Der vierfache Weltmeister erwähnt das enorme Vermarktungspotenzial dieses Galerie-Sprungs. «Die TV-Kameras können hier genau so aufgebaut werden, dass neben den spektakulären Sprüngen der Rennfahrer gleichzeitig das Matterhorn zu sehen sein wird. Diese Bilder würden um die Welt gehen, sie wären beste Werbung für unseren Sport.»
Der letzte Abschnitt benötigt einen Feinschliff
Nach dem Mega-Sprung folgt ein kurzes Flachstück. Dann wird es wieder steil mit technisch sehr anspruchsvollen Passagen, bis die Rennfahrer die alte Gornergrat-Derby-Strecke erreichen. Das darauffolgende letzte Drittel bis ins Ziel braucht noch einen Feinschliff. Die lang gezogenen, schnellen Kurven passen wunderbar, aber die eine oder andere Stelle ist zu eng. «Da werden wir ganz sicher noch Anpassungen vornehmen müssen», ist sich Zurbriggen bewusst. «Aber das sind Dinge, die wir problemlos in den Griff bekommen werden.»

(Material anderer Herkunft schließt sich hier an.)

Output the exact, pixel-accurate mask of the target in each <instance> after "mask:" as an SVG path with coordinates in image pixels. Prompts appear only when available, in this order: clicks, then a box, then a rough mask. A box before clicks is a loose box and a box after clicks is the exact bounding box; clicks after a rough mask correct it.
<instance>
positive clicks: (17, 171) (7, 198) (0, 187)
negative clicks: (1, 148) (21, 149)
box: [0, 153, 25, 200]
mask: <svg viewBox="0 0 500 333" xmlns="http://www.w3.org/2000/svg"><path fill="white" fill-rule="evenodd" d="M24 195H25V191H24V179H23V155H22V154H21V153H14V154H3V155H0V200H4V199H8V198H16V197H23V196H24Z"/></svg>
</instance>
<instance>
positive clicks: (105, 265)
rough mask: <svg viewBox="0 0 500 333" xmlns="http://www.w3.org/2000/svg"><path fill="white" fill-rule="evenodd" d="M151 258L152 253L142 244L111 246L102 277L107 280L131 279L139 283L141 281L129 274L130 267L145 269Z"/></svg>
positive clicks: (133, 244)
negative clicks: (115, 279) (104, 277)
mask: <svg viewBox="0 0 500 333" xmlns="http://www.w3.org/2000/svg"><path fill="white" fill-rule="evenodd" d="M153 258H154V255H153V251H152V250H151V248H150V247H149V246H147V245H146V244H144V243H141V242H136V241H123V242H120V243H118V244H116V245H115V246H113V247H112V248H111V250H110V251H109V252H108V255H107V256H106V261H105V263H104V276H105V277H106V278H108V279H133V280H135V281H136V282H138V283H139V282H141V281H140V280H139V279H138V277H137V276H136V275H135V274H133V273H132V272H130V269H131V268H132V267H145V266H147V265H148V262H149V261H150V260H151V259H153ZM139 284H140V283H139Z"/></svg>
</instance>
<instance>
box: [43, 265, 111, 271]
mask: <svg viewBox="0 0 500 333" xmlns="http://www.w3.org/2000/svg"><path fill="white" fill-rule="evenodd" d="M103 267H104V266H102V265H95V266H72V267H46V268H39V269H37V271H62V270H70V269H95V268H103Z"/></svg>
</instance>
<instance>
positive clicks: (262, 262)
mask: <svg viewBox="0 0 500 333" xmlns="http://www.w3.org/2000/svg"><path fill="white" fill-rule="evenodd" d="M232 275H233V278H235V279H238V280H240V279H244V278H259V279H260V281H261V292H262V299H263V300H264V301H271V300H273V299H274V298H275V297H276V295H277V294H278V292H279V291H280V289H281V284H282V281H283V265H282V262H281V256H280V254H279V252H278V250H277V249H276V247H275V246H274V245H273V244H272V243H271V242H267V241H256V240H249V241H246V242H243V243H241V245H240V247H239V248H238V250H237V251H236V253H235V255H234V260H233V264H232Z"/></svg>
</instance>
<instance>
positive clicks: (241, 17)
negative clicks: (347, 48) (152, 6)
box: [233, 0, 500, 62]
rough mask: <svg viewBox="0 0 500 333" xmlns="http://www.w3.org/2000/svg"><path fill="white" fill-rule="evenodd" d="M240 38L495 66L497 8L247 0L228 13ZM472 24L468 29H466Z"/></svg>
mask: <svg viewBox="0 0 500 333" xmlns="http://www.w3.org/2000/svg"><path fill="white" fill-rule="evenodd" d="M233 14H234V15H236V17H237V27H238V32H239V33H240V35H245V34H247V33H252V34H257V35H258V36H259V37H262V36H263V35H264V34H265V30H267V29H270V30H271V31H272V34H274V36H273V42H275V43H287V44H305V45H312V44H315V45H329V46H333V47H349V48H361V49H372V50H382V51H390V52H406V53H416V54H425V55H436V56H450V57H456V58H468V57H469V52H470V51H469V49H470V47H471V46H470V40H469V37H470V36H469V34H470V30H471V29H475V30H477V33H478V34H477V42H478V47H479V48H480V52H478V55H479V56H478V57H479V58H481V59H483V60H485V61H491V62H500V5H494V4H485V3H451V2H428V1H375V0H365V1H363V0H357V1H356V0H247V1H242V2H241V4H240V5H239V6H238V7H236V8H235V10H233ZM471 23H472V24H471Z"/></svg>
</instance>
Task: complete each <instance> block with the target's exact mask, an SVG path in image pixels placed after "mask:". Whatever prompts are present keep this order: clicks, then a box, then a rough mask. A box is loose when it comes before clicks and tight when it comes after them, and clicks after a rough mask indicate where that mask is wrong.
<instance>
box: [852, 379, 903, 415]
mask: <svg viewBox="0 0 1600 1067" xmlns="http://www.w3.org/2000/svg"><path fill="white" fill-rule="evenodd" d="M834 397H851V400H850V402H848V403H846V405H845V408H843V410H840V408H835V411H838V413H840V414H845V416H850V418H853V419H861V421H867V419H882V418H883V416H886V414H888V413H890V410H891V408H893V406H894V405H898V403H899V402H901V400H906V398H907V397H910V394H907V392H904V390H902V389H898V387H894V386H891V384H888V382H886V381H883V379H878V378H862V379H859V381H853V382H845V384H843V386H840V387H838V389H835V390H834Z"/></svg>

Das Ziel liegt auf Schweigmatten-Furi auf 1860 Metern. Zurbriggen, der zwischen 1982 und 1990 vierzig Einzelweltcupsiege eingefahren hat, spricht nach dieser Streckenbesichtigung besondere Worte aus: «Es gibt im aktuellen Weltcupkalender keine Abfahrt, die mehr Facetten beinhaltet als die Gornergrat-Piste. Man kann sie mit der anspruchsvollen Streif in Kitzbühel vergleichen. Oder mit der Lauberhorn-Abfahrt, die mit ihrer Länge, dem Hundschopf und dem technisch so schwierigen Brüggli-S etwas Grossartiges darstellt. Auf der Gornergrat-Abfahrt kommt der besonders mutige Athlet aber genauso auf seine Rechnung, wie der geniale Techniker und der begnadete Gleiter. Und deshalb hätte ich mir als Rennfahrer genau diese Piste im Weltcupkalender gewünscht.»
Noch ist unklar, ob und wann am Gornergrat, wo sowohl Spektakel als auch Tradition zur Geltung kommen, Weltcuprennen ausgetragen werden. Eine Vorentscheidung dürfte im Januar fallen, wenn die hohen Herren der FIS in Zermatt eine weitere Inspektion vornehmen.